Obviously no one is running on Barack Obama’s platform during this mid-year election lest they want to lose the race before they even begin to campaign, but that doesn’t mean that the Democrats are shying away from releasing the hounds on state contests. Instead of deploying the traditional White House emissaries, which should include Joe Biden if he has the intent of running in two years, the Dems are taking a more interesting approach.

It seems they’re releasing Cory Booker, the former New Jersey mayor who joined the Senate late last year and is popular with young women, minorities and people who know next to nothing about Cory Booker, and notorious affirmative action abuser Elizabeth Warren, who will drive her bumper-stickered Subaru straight into the heart of America for toss-up Senate races like that in Kentucky.



Democratic Sens. Elizabeth Warren (Mass.) and Cory Booker (N.J.) have become the Democratic Party’s secret weapons in some of its toughest states this cycle.


They can rally key portions of the Democratic base — women, African American and young voters — and effectively deliver the populist, progressive message that resonates with blue-collar workers in the South. Outside of President Obama, Warren and Booker are two of the party’s biggest fundraising powerhouses, able to rake in hundreds of thousands in a single event.


“For Elizabeth Warren, obviously a natural place for her is to make a pitch to women voters, progressive women voters,” said Penny Lee, a former political adviser to Senate Majority Leader Harry Reid (D-Nev.). “Cory Booker, as a former mayor, he can speak about urban issues and reforming schools, and talk to African American communities.


“You want to play into their strengths, maximize their energy and enthusiasm.”

It’s a risk, no doubt.
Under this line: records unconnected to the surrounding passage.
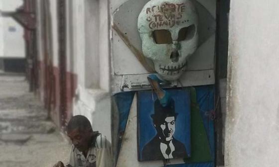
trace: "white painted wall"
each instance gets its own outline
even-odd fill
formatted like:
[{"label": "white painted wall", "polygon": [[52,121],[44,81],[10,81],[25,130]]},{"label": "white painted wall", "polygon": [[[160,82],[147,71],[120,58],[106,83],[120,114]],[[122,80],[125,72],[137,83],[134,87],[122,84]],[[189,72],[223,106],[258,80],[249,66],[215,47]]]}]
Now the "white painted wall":
[{"label": "white painted wall", "polygon": [[52,41],[50,45],[52,47],[52,53],[49,56],[52,57],[53,66],[59,66],[58,61],[58,27],[57,21],[57,3],[56,0],[49,0],[50,10],[50,21],[51,22]]},{"label": "white painted wall", "polygon": [[279,4],[231,1],[226,167],[279,164]]},{"label": "white painted wall", "polygon": [[[22,0],[1,0],[0,3],[0,10],[13,11],[22,4]],[[10,17],[0,17],[0,57],[25,57],[23,28]]]},{"label": "white painted wall", "polygon": [[69,10],[72,15],[68,21],[73,23],[69,25],[72,33],[69,33],[68,39],[72,41],[69,47],[72,48],[74,72],[78,76],[73,114],[85,115],[94,130],[111,141],[108,0],[68,2],[72,3]]}]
Booker is closely tied into Barack Obama and supports some of the very issues that seem to create divisiveness within the Democratic party, though he hasn’t been in Congress long enough to have any official opinion. Elizabeth Warren runs to the left of most English professors, which means that unless she can somehow convince moderate Democrats that she’s not stabbing them in the back, legislatively speaking, especially when speaking to coal state Democrats, who, unlike Warren, view their state’s main source of jobs and income as somewhat important to their existence.